April 2, 2025 at 5:15 AM
Lol, yes, I love MS, but this is the danger, that our automation often doesn't automate, but just asks others to do the job for us. We have to be careful what we're doing doesn't put the onus on students to compensate for what's lost in automation.
April 2, 2025 at 5:13 AM
I think you are a positive person, and I appreciate that about you. I don't see any ed tech as saving teacher time in the long run. I don't think AI will save time in absorbing that material unless it facilitates the avoidance of absorption. We should be allowed time to absorb it.
April 2, 2025 at 5:12 AM
"And the impact? Immediate. This session kick-started AI adoption"

"Practical, hands-on training is essential—the more teachers feel confident using AI, the more they’ll integrate it into their daily practice."

Your goal is obviously for them to use the tech.
March 17, 2025 at 12:07 AM
That discrepancy may come from a mismatch in what is classified as 'AI' in different circles. My broader concern is that your goals appear to be more about promoting tech adoption and less about effective teaching and learning.
March 16, 2025 at 11:24 PM
From your description, it seems like the main outcome you wanted from the session was for teachers to have a positive view of integrating software into their workflow, in particular Copilot. This is why it comes off as a marketing or sales session. Where do student experience or outcomes come in?
March 16, 2025 at 11:16 PM
Isn't planning your lessons focusing on high-impact teaching? If you say it's not automating that process, why this quote:

"What MS Copilot can actually do— lesson planning, admin, differentiation."

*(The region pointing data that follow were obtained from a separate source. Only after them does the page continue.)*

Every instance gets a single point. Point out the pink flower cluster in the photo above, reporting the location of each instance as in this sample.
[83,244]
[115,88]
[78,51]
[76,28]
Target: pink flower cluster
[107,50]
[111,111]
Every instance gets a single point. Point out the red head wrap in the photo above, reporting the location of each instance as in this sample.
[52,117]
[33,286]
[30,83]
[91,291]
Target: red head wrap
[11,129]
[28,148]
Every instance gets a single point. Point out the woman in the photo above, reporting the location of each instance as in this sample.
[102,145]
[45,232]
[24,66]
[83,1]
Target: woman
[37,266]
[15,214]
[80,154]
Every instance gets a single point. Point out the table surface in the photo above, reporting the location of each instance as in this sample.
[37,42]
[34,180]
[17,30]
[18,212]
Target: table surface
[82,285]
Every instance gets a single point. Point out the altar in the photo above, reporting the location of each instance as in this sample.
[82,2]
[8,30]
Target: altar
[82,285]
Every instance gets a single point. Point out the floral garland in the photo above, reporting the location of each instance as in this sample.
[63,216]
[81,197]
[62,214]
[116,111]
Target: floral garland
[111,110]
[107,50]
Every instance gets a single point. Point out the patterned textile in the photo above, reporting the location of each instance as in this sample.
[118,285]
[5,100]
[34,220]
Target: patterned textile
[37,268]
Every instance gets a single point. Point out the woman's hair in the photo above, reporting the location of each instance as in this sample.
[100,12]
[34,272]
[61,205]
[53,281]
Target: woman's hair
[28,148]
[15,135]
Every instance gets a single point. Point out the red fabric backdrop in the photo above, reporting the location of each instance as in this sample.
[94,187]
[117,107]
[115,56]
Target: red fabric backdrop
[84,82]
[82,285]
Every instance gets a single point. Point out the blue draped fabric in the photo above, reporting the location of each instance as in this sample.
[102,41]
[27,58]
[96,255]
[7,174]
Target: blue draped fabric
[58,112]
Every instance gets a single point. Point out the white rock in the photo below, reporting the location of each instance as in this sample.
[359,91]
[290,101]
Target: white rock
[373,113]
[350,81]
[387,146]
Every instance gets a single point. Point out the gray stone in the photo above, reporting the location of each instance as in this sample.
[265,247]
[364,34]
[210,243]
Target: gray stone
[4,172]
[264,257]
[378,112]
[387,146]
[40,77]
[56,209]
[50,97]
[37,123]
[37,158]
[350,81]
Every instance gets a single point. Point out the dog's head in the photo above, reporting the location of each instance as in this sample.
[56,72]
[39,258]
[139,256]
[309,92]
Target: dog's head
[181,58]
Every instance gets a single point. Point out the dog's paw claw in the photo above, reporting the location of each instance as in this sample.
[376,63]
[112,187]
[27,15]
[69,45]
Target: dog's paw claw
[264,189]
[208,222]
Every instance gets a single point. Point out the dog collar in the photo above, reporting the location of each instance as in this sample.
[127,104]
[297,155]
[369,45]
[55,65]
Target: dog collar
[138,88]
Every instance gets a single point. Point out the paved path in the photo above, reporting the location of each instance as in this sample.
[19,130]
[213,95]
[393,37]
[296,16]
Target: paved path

What does Copilot do if not automate cognitive work? Why nothing on the risks of that?
March 16, 2025 at 11:12 PM
If you were doing a 'PD' on how to use Copilot, which is what you described, then it's training on a product, not training on 'AI'. If that training was focused on encouraging teachers to use this product rather than on teaching and learning (again, as described), Microsoft should be paying you.
March 16, 2025 at 10:53 PM
Effective at what? What are the impacts on student outcomes? Why in the world would you fob off lesson planning onto a piece of software knowing the benefits teacher engagement in planning has on lesson efficacy? Where are the cautions on the risks? It seems more like tech marketing than anything.
March 16, 2025 at 10:47 PM
I'm addressing the post and the article as is, and I have no desire to use software to twist their text into something that's less damaging.
March 16, 2025 at 10:44 PM
I already looked at the paper when you sent the abstract. It's not relevant to the conversation, and your description of what it's about is entirely inaccurate. Are you sure you're referencing the one you're thinking of?
March 16, 2025 at 8:23 PM
Also, can you clarify why you linked the abstract to that paper? It doesn't appear to be related to what I was referring to in my post. Thanks!
March 16, 2025 at 2:25 AM
I read plenty of research, which is why I find the unsupported claims in the article I linked so frustrating.